However, all of these can only be enjoyed by users who are proficient in writing SQL queries. So that excludes the typical business user from the data discovery process.
Take a quick look at Snowsight and how it can be used to your advantage here.
Atlan + Snowflake: Personalized and curated data discovery experience #
Atlan is an active metadata platform that serves as a collaborative workspace for diverse data users to discover, understand, trust and use data. Atlan allows users to discover relevant data assets along with tribal knowledge and business context.
Here are some ways in which Atlan supercharges the data discovery of Snowflake data assets:
Google-like search experience #
Atlan’s search encompasses diverse data assets such as columns, databases, SQL queries, BI dashboards, and much more. Here are some power features of Atlan search:
- Intelligent keyword recognition: Atlan search is capable of recognizing typos, singular/plural mix-ups, and other human errors. It returns results that are most relevant to the intent of the query.
- Search from anywhere: There are multiple places from where you can start your data search as mentioned in detail in this documentation. You can also use Cmd/Ctrl + K to fire up the search bar anywhere in the product.
- Search using context: You can control your search via various facets of your data (like connectors, owners, classification, etc).
- Sorting by relevance, popularity, or asset name: Atlan also allows you to sort your results via relevance, popularity, and alphabetically — depending on what serves you best.
- Amazon-like browsing experience: You can create filters in Atlan with any metadata property - general, business, or technical. Depending on your role in a data team you are served with a personalized result akin to an experience of shopping for stuff online.
Trust signals for data assets #
The companion sidebar to every search result uncovers trust signals for every asset from table to term. Trust signals include (but are not restricted to):
Overview: A space that gives you the most relevant context about your assets
Column preview: Provision to preview columns within your table
Attached resources: Historical slack conversations, JIRA tickets, docs related to your assets
Atlan gives you a 360-degree profile of a data asset for maximum comprehension and ease of decision-making. The companion sidebar also helps you view the column-level lineage of any data asset generated via automated SQL parsing.

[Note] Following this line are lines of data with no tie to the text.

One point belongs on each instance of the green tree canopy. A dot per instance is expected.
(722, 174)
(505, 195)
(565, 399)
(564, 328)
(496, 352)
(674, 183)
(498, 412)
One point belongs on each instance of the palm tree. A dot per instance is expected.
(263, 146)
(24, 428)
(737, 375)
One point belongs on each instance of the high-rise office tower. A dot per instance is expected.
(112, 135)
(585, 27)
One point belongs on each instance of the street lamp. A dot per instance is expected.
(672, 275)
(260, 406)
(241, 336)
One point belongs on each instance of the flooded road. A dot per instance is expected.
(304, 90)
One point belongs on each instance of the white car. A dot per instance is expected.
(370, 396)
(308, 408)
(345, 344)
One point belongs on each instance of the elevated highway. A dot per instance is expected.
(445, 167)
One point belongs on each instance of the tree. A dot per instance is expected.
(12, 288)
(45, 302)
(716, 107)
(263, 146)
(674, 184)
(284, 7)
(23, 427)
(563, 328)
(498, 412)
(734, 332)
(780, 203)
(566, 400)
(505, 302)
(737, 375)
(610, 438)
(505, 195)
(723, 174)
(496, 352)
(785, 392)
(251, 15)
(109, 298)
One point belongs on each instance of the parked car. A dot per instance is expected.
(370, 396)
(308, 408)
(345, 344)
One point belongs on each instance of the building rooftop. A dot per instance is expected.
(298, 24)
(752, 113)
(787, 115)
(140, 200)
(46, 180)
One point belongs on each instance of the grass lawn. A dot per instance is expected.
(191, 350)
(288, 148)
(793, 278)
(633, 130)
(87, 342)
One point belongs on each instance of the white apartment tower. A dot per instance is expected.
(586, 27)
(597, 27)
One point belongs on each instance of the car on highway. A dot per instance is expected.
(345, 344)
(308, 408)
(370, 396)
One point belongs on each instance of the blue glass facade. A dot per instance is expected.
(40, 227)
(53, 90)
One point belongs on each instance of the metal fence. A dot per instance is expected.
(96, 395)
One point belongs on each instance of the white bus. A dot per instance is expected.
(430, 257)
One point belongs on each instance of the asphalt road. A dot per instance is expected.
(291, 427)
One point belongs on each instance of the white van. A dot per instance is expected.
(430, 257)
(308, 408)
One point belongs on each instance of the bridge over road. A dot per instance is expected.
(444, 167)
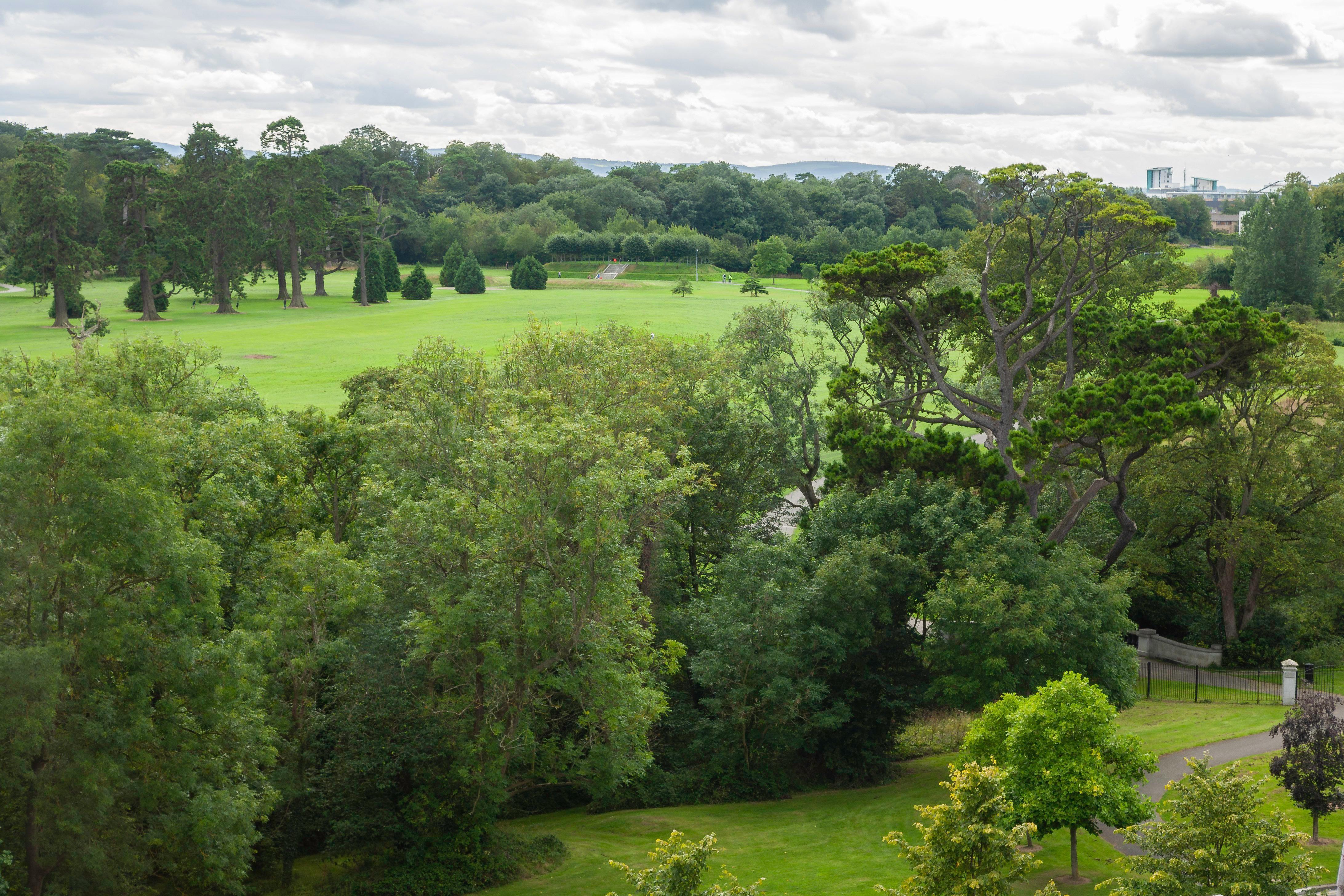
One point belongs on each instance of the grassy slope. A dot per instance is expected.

Atlan as a platform also includes components like an in-built business glossary, collaboration nudges within the platform, and more — that make the data discovery experience smooth and effortless for all levels and types of data users.
A demo of Snowflake data discovery with Atlan
Atlan + Snowflake: Getting started #
If you are looking for a data discovery tool to leverage your Snowflake assets better, take Atlan for a spin.
Quoting Tarik Dwiek, Head of Technology Alliances at Snowflake,
Atlan’s open API-based approach, pay as you go, model, & delightful user experience aligns well with Snowflake’s own ethos, and what customers are demanding from their tools.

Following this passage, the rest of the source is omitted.